Views expressed in opinion columns are the author’s own.

Across the nation, people protested for their rights to reproductive freedom during the Women’s March this past weekend. Like many movements, the Women’s March is important — but, also like many movements, it is easy to whitewash or leave out integral factors.

With some holding up signs reading “My body, my choice” or wearing Handmaid’s Tale costumes, the movement for reproductive freedom is often simplified to revolve around white women and focus on abortion access, neglecting the complexity of what the movement truly demands.

What is crucial, yet often overlooked, in the movement for reproductive rights is the examination of the real impacts reproductive restrictions have on people across the nation, as well as how they disproportionately affect people of color. Without acknowledging this, the movement for reproductive rights is incomplete. 

Reproductive rights aren’t just being able to choose whether to have an abortion. They also include choosing to have children at all. In the past, reproductive rights hardly existed for underrepresented communities in the U.S.: in the 20th century, a staggering 60,000 people were sterilized. Many of these individuals were targeted because they were members of an underrepresented community. This state-sanctioned sterilization was based on the debunked “science” of eugenics. It seemed the government deemed anyone who wasn’t white, neurotypical or middle-class to be “unfit” to be a parent.

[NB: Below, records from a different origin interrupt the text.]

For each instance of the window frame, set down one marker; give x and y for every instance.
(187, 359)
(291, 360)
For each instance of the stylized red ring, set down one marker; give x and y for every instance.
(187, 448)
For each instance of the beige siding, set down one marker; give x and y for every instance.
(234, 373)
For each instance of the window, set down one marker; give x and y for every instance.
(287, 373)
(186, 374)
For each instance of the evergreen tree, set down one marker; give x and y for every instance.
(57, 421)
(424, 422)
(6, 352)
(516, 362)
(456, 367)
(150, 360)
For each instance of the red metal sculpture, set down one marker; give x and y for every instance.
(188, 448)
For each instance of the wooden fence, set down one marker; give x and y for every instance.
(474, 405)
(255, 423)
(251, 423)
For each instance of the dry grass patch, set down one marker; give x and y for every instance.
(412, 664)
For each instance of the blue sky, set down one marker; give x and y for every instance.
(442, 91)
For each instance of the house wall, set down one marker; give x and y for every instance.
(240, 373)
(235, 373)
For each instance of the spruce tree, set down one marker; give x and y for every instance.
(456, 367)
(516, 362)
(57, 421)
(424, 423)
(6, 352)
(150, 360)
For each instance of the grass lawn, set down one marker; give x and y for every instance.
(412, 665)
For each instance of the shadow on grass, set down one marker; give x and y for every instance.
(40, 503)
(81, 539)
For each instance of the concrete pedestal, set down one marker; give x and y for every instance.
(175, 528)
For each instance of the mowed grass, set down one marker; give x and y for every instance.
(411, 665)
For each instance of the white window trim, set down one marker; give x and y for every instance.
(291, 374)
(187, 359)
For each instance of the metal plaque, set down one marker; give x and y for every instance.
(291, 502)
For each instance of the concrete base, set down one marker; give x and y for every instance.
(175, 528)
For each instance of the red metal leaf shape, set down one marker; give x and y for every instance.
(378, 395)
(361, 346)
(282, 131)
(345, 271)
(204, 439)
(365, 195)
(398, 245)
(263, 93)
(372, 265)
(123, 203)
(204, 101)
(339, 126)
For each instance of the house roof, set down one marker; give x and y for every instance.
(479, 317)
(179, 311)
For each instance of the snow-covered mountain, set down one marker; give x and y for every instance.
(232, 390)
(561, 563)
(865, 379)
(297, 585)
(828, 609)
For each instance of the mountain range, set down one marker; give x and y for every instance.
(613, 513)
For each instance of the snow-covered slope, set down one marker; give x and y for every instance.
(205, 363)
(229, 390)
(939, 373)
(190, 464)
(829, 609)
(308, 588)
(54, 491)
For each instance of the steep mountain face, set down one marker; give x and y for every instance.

And this certainly isn’t just a thing of the past. Women were forcibly sterilized in states such as California up until 2010. Even more recently, between the years of 2005 and 2013, 144 women were sterilized in California without being properly informed of the procedure or alternative options for treatments. Of these people, 65 percent were Black, Hispanic, Mexican or members of other underrepresented groups. 

When many of us think of reproductive rights, we think of it from a feminist angle: We think about women’s rights, “no uterus, no opinion” slogans or sexism. This isn’t to say that those issues and perspectives don’t matter, but that the history of abortion access in the United States is much more widespread and complex.

Not only do about half the people who get an abortion live below the federal poverty line, but denial of abortion care only makes matters worse. People who are denied abortions fall deeper into poverty, demonstrated by a study that 72 percent of those denied an abortion ended up living in poverty. For these people, there was also a 78 percent increase in overdue debt and an increase of 81 percent in reports of bankruptcy, evictions and tax liens.

This is caused not only by the expenses of pregnancy, but of the many expenses that come with childcare. Ninety-three percent of low-income workers in the bottom 25 percent of wage-earners have no access to paid family leave at all, often forcing them to leave their job, lose a substantial amount of pay or not take as much time off as they need. 

The fight for reproductive justice doesn’t end at the ballot or at a protest. To truly understand the movement, we must look at the impacts restrictions on reproductive freedom have on people across the world so we can grasp what exactly it is we are fighting for.

To have true reproductive justice, we need to look at the issue in its entirety to really be able to strive for fair and equal abortion access. We can’t just talk about women, or white women. We need to be including and fighting for all people to have reproductive rights, whether they’re below or above the poverty line. It’s time the fight for reproductive rights gets real about the need for inclusivity of underrepresented groups.